I don't think so Ralph, LOL I'd never forget that face!


----------



## Jared

Plus one on the team mentality. However as an employee it's easy to become jaded when slimy employers take advantage, more often the case than not for the last twenty years in my experience. My first job working for my stepdad I started at $3 an hour tending bricklayers when I was 13. Was making $7.50 at 19 when I quit and found other employment. At that point I was basically labor foreman and could lay brick to the line pretty well. Guess he thought I still owed a lot of dues. Kinda put a chip on my shoulder for life. Even considering all that the team mentality permeates my state of mind. I guess its just the only logical way for me.

Sorry to hijack.

Can't comment on an hourly rate here in the south. Everything I've seen is just straight bidwork and VERY cheap at that. Seen a lot of people lose their asses. Actually, I think the reason people are shy about charging by the hour is because the clients know they might actually have to pay what the job is worth. And if somebody gave a straight bid that was high enough to make a little profit the client would just keep looking for a cutthroat bid.
Why are things so screwed up? You get what you pay for comes to mind.


----------



## Jared

Btw, I believe ralphs pic is one of the baldknobbers, a comedy show out in Branson.
Like grumpy said, you can never forget that face!


----------



## Grumpy

LOL I knew it wasn't his pic! 

My first job in this industry I had to negotiate my pay check every pay day. So much for making $10 an hour. 
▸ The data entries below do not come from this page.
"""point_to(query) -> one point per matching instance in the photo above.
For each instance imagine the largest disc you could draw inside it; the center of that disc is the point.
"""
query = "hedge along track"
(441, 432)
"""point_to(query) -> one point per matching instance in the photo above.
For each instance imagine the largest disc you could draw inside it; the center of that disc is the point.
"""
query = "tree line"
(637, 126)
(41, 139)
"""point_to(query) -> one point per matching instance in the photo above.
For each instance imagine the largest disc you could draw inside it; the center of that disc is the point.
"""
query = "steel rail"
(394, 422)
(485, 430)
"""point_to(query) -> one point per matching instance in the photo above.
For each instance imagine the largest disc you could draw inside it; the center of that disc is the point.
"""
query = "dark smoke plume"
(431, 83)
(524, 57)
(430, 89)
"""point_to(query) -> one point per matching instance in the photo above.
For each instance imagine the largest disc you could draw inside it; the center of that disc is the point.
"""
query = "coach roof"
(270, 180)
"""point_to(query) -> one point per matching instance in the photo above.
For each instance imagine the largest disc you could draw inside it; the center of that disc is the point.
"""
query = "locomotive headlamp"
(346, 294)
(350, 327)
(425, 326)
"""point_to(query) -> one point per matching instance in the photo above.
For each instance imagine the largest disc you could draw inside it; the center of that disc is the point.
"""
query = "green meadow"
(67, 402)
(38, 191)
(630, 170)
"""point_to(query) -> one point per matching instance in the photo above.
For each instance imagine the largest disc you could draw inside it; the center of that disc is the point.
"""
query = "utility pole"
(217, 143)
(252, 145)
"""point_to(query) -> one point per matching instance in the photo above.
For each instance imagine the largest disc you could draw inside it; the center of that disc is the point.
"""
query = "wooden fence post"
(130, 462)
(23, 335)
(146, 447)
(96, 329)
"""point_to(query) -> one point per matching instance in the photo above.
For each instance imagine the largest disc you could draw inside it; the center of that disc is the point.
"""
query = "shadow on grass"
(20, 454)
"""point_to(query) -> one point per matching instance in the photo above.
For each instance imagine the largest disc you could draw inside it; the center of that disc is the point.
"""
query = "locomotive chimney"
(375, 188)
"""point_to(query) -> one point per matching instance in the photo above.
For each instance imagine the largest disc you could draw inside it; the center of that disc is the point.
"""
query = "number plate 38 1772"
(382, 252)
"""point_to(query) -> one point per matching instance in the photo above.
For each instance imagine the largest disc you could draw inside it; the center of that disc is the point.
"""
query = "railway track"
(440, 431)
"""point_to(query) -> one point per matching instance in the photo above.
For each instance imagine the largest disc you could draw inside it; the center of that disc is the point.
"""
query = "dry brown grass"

Things are screwed up because WE allow them to be screwed up, overcome with the fear of "What if I don't get the job?!" Charging by the hour is only common in service work, and really only common in commercial, though I am getting more residential to come over to my side of thinking. "I can give you a fixed price covering all the variables and what ifs and unknowns but obviously I have to charge for all that, not to mention bundle in a trip charge to come out and estimate. From what you are describing this is a 4 hour repair @80 an hour plus materials, I'll probably have to charge an extra $300 or more if you want a fixed bid just to cover my butt and make sure I am not losing." 

When I bid repairs (and get them) I make very good money. Some repairs I have to bid because they are simply too complex or too large to do by the hour. What I like though, is getting paid the hourly wage to do a temp repair and at the same time providing a fixed price for a more permanent repair. Getting paid for estimates is nice. 

I won't lie though, still most people here are shy and timid to pay by the hour for roofing because going back to the fear of "what if I don't get the job" we hurt ourselves by giving free estimates for every little thing and the customer won't be conditioned into wanting to pay for estimates until the majority of roofers start charging for them.


----------



## Jared

Amen.


----------



## RalphTheRoofer

Shucks - caught me guys. :whistling:


----------



## Guttersmiths

I'm at $120 hour. I price myself out of some jobs, but so what? I know what my guys are worth.


----------



## Grumpy

$120 per man hour or per crew hour? That's what the unions charge around here per roofing man hour.


----------